This action was commenced by Nettie C. Patzack, hereinafter called plaintiff, against defendant, George W. Clark, Jr. The cause was tried to a jury. Judgment was rendered for plaintiff, and defendant appeals.
Plaintiff alleged in her first cause of action that the defendant owed her $62.30 for expenses due for former litigation in an estate case. In the second cause of action plaintiff sought rents due for wheat, oats and pasture lands.
Defendant filed an answer admitting the amount due in the first cause of action, but denied that he owed any rents for oats or pasture and alleged that he had paid the amount due for wheat in the sum of $87.50.
The case was tried on these issues and it was stipulated that the defendant owed the $62.30 for expense of litigation as alleged in the first cause of action and that the plaintiff had received $87.50 for rentals for wheat. There was no proof of any amount due for pasture. The evidence offered for the defendant was to the effect that the oats were not worth harvesting and none were harvested. This issue was injected by the defendant. Plaintiff offered testimony to the effect that 50 or 55 acres of oats were planted. Witnesses testified this oat crop made between 12 and 20 bushels per acre. There was some evidence that the crop was harvested and some evidence the defendant turned his cattle on the oats and that the crop was destroyed. A jury returned a verdict for $512.50 in addition to the instructed verdict of $62.30 on the first cause of action. *Page 319
The defendant does not challenge the sufficiency of the evidence to sustain the verdict. In a single issue he argues that the court submitted to the jury, and the verdict is based on, a cause of action not sued upon. The court instructed the jury that plaintiff was entitled to recover one-third of the value of the oats and wheat whether the oats were harvested or not and that it was the duty of defendant to harvest the crop or account for any oats that he harvested or that could have been harvested.
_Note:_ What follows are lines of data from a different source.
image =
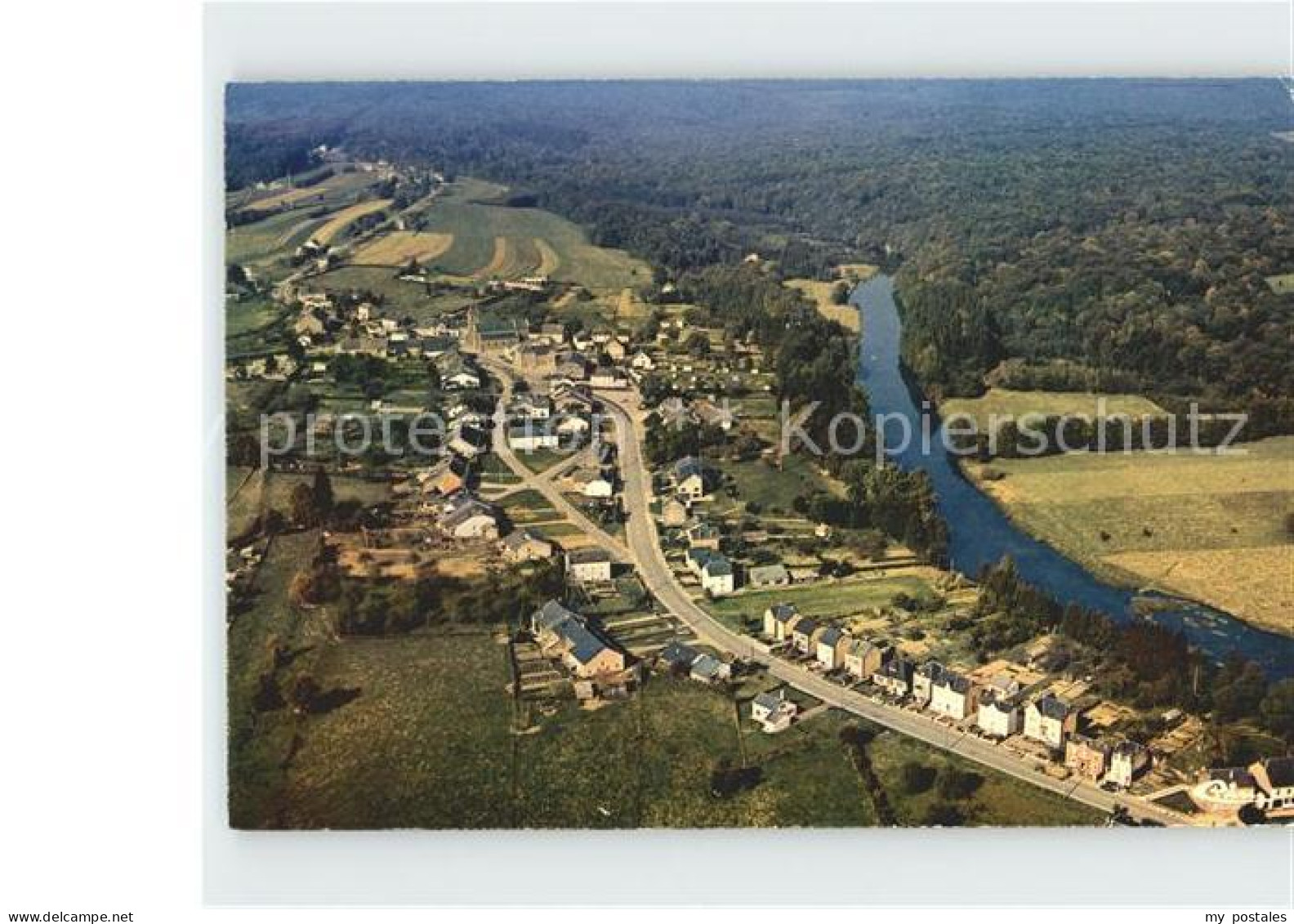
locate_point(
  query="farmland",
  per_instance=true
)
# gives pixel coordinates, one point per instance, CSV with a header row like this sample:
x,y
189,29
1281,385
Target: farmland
x,y
338,223
1209,527
1004,403
398,248
399,297
501,243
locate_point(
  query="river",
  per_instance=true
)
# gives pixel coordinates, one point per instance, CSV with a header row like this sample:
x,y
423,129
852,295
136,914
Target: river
x,y
979,532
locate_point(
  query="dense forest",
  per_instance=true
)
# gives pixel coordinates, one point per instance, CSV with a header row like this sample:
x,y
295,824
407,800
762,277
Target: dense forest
x,y
1122,225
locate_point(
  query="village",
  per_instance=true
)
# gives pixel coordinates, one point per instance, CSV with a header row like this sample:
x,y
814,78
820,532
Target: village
x,y
531,466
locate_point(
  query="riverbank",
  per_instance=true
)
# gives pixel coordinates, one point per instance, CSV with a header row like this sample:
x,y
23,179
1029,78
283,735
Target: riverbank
x,y
983,534
1203,527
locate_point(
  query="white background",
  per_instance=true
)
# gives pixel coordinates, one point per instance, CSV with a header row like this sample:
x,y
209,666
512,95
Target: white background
x,y
112,453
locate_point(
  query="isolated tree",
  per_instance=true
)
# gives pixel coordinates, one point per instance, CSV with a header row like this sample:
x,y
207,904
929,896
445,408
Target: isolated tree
x,y
957,784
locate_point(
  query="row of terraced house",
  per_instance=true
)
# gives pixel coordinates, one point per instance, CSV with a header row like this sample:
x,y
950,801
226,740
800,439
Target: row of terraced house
x,y
999,708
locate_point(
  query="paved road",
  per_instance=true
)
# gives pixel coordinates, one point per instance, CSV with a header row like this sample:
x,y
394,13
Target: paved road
x,y
656,574
540,482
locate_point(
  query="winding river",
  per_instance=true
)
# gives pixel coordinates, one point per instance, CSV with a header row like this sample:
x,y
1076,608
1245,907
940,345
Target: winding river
x,y
981,533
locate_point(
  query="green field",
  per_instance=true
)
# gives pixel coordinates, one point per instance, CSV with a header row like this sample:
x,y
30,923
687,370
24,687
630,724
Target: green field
x,y
999,800
533,241
1209,527
774,489
245,320
1006,403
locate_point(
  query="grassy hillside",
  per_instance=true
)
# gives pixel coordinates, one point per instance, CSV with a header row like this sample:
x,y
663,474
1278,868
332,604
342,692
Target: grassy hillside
x,y
1210,527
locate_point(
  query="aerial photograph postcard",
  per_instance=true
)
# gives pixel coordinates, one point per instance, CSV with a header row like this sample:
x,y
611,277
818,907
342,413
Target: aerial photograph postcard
x,y
759,453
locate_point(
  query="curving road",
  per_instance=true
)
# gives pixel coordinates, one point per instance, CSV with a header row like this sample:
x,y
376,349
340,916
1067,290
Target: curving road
x,y
541,482
655,571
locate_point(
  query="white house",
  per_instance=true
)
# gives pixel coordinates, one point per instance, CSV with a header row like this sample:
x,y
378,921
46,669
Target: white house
x,y
717,576
953,695
802,633
532,407
768,576
572,426
593,483
1048,720
469,518
830,647
609,377
895,677
589,565
863,658
924,681
529,439
773,711
690,478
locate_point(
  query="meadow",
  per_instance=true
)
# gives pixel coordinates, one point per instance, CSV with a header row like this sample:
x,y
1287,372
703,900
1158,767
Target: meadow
x,y
1006,403
1203,525
501,243
430,738
823,600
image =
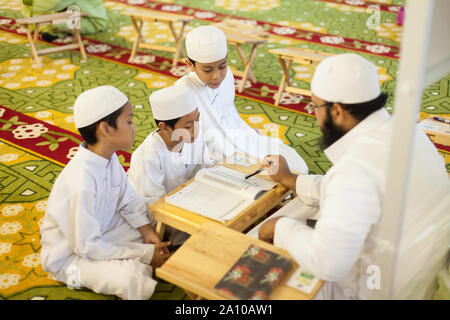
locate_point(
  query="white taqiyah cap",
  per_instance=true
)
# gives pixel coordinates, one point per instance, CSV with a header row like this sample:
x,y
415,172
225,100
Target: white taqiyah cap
x,y
346,78
172,102
95,104
206,44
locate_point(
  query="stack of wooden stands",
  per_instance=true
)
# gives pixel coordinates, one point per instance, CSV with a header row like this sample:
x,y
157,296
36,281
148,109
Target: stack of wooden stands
x,y
209,253
56,18
238,34
286,56
138,19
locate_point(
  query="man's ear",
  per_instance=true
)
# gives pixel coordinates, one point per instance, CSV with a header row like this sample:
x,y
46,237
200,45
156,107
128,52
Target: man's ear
x,y
163,126
190,65
339,114
103,129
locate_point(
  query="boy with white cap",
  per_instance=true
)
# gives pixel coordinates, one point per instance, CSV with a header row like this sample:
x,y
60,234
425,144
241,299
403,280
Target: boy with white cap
x,y
96,232
173,153
342,247
212,82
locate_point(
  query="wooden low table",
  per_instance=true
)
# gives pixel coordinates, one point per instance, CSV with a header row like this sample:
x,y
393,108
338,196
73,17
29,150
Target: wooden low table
x,y
199,264
286,56
56,18
237,39
189,222
138,19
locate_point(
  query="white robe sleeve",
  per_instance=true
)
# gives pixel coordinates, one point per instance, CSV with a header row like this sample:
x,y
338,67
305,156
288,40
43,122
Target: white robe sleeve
x,y
152,181
308,189
350,206
76,220
133,206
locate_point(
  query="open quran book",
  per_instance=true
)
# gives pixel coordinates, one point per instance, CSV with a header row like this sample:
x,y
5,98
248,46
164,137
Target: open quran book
x,y
219,193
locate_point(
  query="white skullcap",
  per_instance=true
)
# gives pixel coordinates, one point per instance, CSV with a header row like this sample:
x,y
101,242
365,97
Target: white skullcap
x,y
172,102
95,104
346,78
206,44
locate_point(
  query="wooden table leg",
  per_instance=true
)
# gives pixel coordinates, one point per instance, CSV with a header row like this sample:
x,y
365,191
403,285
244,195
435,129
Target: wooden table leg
x,y
247,70
77,38
178,41
137,27
35,56
285,78
160,229
192,295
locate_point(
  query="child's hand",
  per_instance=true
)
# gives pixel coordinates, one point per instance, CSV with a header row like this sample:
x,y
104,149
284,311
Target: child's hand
x,y
149,234
160,254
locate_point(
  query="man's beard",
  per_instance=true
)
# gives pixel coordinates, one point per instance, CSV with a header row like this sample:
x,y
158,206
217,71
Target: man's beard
x,y
330,131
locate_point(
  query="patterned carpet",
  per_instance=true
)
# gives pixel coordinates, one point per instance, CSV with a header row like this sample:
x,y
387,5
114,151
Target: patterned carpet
x,y
37,132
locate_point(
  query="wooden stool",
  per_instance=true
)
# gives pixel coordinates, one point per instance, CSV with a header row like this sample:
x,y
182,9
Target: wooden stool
x,y
55,18
138,20
298,55
238,34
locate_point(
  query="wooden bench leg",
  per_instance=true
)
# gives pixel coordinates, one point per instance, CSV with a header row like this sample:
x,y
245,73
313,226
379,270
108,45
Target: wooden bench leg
x,y
137,27
247,70
178,41
34,53
285,78
192,295
77,39
160,229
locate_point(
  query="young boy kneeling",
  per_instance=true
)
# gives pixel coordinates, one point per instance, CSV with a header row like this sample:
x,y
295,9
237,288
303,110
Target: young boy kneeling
x,y
96,232
172,154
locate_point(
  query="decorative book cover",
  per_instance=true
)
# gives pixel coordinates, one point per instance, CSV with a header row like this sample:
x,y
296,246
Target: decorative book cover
x,y
254,275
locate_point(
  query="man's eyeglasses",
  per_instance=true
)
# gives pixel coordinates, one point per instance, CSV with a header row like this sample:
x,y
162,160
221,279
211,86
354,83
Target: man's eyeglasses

There was no error in giving the instructions to the jury. In discussing the right of a landlord to recover for rents, the rule is stated as follows in 15 Am.Jur. Crops, Sec. 52:
"The general rule is that the landowner may recover damages for the breach of a cropping contract when the cropper fails to plant a crop, or when he abandons the land after planting and refuses to take care of it. If failure to plant or cultivate the crop is due to conditions over which the tenant or cropper has no control he is not liable. When a cropper or tenant on shares fails to harvest his crop or fails to harvest and deliver the landowner's share at the time and in the manner specified in their agreement, the landowner may recover for any injury to his share which results from this breach of duty. * * *"
In an annotation on this subject following Clifton v. Hester,139 Miss. 524, 104 So. 609, 39 A.L.R. 1355, said annotation, commencing at page 1357, it is stated:
"When a cropper or tenant on shares fails to harvest his crop, or fails to harvest and deliver the landowner's share at the time and in the manner specified in their agreement, the landowner may recover for any injury to his share which results from this breach of duty. Johnson v. Bryant (1895) 61 Ark. 312, 32 S.W. 1081; Sims v. Hammons (1922) 152 Ark. 616, 239 S.W. 19; Caruthers v. Williams (1893) 53 Mo. App. 181; Evers v. Shumaker (1894) 57 Mo. App. 454; Dalton v. Eaton (1923) Sask, (1923) 2 West Week Rep. 142; Graviston v. Johnston (1905) ___ Sask ___., 2 West L.R. 81."
Under the overwhelming weight of authority as disclosed by the above citations, the question of the proper care and harvesting of the crop of oats in the case under consideration was presented by the action to recover for rent; and whether the oats were harvested, or not, and whether, when harvested, the defendant delivered plaintiff her share, were questions of fact for the jury.
This is the single issue presented by defendant.
Judgment affirmed.
HALLEY, V.C.J., and WELCH, CORN, GIBSON, DAVISON, and O'NEAL, JJ., concur.